Now, you write code for running a simulation. In each run, you shall setup the epsilon parameter. 

In [6]:
# TODO: run the simulation


 ## 3. Play with parameters and analyse results
 
Finally, you will describe, evaluate, and interpret the results obtained from the two RL agents. Additionally, compare your agents with the provided Random Agent. Feel free to utilize the provided helper functions for evaluating your agents. Some important points are:

- Both quantified evaluation and human evaluation are needed in the report. The quantified evaluation should focus on the measurement of reward. In the human evaluation, you can use the provided visual tools to interpret your results. Your report should include at least one plot presenting comparable measures for the different agents.
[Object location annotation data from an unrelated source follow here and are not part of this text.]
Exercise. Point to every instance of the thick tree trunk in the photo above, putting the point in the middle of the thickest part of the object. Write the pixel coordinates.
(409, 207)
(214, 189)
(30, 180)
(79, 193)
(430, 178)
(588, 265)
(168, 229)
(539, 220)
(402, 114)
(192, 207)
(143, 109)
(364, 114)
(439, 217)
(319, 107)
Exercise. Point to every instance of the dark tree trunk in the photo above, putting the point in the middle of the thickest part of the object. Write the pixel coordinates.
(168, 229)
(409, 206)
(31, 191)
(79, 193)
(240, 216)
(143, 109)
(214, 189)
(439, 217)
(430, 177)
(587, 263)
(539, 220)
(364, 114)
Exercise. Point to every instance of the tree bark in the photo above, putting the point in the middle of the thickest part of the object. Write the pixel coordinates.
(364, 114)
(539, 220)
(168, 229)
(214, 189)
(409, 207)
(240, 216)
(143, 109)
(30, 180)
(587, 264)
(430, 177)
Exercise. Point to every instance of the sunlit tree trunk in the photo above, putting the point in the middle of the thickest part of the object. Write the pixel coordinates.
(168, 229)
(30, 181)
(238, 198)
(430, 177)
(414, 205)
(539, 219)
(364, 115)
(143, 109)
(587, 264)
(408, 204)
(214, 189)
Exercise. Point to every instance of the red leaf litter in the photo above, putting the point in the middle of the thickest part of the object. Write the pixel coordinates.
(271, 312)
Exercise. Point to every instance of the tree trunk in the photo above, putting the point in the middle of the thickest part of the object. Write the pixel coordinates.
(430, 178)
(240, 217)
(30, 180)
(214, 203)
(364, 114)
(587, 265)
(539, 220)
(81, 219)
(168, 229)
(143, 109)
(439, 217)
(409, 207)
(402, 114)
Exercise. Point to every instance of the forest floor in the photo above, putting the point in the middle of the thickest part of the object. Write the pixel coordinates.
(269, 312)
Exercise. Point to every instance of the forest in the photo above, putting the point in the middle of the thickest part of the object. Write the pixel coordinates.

- While evaluating the results of Agent 2 (with SARSA algorithm), please try at least 2 different values of **epsilon** (expect 0) and discuss the influence of different epsilon values on the results. In the end, please identify a reasonable epsilon value that could balance the exploration and exploitation, then fix this value for comparing the two agents. Present your trails and results in the report.

- In the report, you also need to parcitularly describe and discuss the similarity and difference of results from two RL agents (hint: on-policy VS off-policy). For this, please make sure that the compared results are obtained from the same environment (the same maze for two different agents). Also, while evaluating the results of two agents, please try at least 2 different values of **gamma**. In this way, you could discuss the influence of this discount factor in your report. 
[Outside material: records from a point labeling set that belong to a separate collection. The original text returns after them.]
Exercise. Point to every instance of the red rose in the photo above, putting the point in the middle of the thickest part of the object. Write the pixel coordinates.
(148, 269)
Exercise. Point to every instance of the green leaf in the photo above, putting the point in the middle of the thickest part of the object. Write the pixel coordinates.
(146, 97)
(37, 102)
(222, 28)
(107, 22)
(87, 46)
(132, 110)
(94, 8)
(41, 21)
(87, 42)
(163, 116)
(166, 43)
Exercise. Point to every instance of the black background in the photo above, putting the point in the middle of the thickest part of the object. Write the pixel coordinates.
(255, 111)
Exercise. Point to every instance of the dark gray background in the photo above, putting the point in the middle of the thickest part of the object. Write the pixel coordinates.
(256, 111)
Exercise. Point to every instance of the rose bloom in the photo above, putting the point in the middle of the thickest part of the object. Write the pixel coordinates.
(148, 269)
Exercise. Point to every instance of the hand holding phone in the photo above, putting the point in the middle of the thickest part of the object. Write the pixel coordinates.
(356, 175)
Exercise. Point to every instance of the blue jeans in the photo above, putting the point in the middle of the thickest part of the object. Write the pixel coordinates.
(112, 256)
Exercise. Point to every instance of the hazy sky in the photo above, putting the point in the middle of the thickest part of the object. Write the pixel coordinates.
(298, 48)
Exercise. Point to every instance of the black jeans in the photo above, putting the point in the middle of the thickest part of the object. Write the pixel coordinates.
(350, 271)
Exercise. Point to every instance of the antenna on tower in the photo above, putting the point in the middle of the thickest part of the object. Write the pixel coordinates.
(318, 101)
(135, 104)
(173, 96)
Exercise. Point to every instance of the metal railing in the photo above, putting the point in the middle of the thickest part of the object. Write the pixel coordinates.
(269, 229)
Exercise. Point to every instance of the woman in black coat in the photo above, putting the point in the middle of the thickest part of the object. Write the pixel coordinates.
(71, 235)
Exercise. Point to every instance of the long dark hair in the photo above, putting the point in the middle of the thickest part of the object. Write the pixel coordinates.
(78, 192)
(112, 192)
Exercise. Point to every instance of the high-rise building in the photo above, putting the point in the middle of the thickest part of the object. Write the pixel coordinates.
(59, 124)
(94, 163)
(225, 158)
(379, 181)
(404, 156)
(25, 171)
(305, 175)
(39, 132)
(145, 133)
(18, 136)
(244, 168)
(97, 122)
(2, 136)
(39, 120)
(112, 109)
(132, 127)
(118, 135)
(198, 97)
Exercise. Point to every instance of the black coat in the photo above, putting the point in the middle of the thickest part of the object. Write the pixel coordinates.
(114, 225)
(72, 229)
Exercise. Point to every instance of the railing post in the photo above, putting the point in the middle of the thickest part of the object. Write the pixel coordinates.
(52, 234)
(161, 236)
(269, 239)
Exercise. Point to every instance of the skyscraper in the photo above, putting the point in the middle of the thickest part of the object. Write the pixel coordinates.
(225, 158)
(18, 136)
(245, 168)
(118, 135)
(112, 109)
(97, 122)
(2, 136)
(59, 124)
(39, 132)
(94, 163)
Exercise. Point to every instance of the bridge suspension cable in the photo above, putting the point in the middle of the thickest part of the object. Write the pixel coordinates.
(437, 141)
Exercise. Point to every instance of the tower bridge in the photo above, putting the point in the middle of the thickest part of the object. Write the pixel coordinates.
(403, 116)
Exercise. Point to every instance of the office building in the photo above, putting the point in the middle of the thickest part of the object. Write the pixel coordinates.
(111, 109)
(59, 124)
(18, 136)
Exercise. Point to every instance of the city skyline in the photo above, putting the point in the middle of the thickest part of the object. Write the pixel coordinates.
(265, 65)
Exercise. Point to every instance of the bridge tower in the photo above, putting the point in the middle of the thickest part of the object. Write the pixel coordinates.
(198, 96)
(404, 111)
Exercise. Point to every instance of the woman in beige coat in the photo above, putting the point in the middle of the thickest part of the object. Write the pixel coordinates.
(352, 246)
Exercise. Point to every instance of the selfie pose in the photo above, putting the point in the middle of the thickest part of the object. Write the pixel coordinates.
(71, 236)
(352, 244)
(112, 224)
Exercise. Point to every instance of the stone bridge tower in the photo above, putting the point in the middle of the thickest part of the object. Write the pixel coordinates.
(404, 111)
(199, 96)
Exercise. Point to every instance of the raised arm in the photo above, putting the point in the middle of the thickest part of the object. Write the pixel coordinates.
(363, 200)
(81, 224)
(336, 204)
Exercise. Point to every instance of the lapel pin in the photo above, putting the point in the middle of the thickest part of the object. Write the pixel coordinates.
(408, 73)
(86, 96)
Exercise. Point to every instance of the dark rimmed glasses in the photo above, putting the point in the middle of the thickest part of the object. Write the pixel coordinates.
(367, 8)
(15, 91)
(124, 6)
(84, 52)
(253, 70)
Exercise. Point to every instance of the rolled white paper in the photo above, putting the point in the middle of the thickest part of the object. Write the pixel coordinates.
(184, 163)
- Please run the simulation multiple times and average the results for all your findings.


In [7]:
# TODO: evaluation 


# Bonus Tasks 

We would like to challenge you with the following bonus task. For each task that is successfully completed, you may obtain max. 1 extra point. 

1. Implement a third RL agent using another RL algorithm (e.g. Monte Carlo methods, Expected SARSA or even neural network-based ones) and discuss your findings. Compare this third agent with the above ones and explain why this is a better (or worse) RL algorithm. You are allowed to reuse exsiting packages, but please cite them, test them in advance, and make sure that you can explain the used algorithm using your own words.

2. Can you explore and show other evaluation results? If so, implement and present one extra result (e.g. a plot). And please explain why it is a good evaluation method for our task or how it shows the difference between two RL agents/algorithms.